The complainant said she had gone to the defendant's shearing quarters to drop off some laundry after he had sent her irate text messages.
Even before entering the witness box to give evidence, the woman was in tears and she sobbed throughout her testimony yesterday.
She said she initially spoke with her ex-partner as she sat in her vehicle but when she became scared by his demeanour, she made to get out to call police.
The defendant allegedly dragged her back in and demanded she and the children follow him to his tiny abode.
"I went into the room because I knew if we didn't, something was going to happen,'' she said.
The complainant told the court the man berated her telling her "everyone was laughing at him'' over revelations she had cheated on him.
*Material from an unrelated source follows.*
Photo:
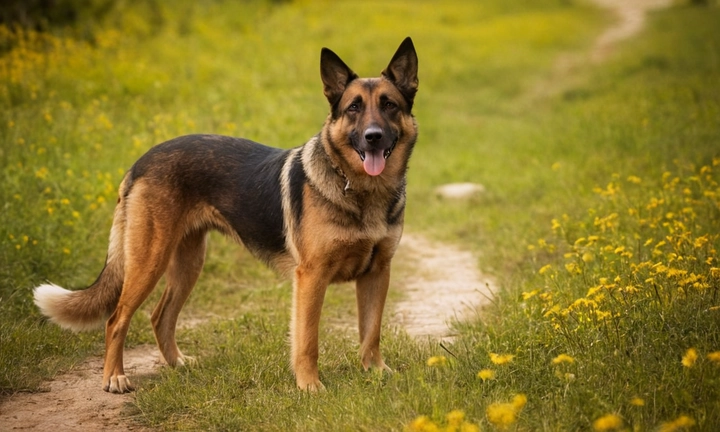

She denied that she had cheated on him.
The back and forth continued for about five minutes, the woman said.
By that stage tensions were high.
"Who was crying?'' Crown prosecutor Robin Bates asked.
"I was crying, my son was yelling at him telling him to 'leave mum alone', my daughter was yelling at him,'' the complainant said.
"So I lied to him and told him I'd slept with somebody else.''
She said it initially calmed the defendant.
He bundled the three kids into the vehicle outside and allegedly told the woman to get back into the room - "then he shut the curtains and locked the door''.
The complainant told the jury she was standing in the middle of the room crying.
She said he told her to remove her clothes.
"This is going to happen,'' he allegedly said.
The court heard the man tried to take off the woman's pants but she resisted.
When she was sitting on the edge of the bed, the defendant then tried to force her to perform a sex act, which she again avoided.
Eventually though, she said she ended up on the bed and was raped.
"I was lying on the bed with my hands covering my face, crying,'' the complainant said.
The defendant allegedly demanded she calm down and stop crying before letting the children back into the room.
"When we finally left, he said he didn't hate me,'' the woman told the court.
Counsel Sarah Saunderson-Warner told the jury there would be little dispute about the lead up to October 26.
"You're going to have to decide what happened in that cabin and whether it was consensual,'' she said.
The defence case was that it was and that the allegedly attempted sex act preceding it had not happened.
The trial before Judge Michael Crosbie and a jury of eight women and four men continues.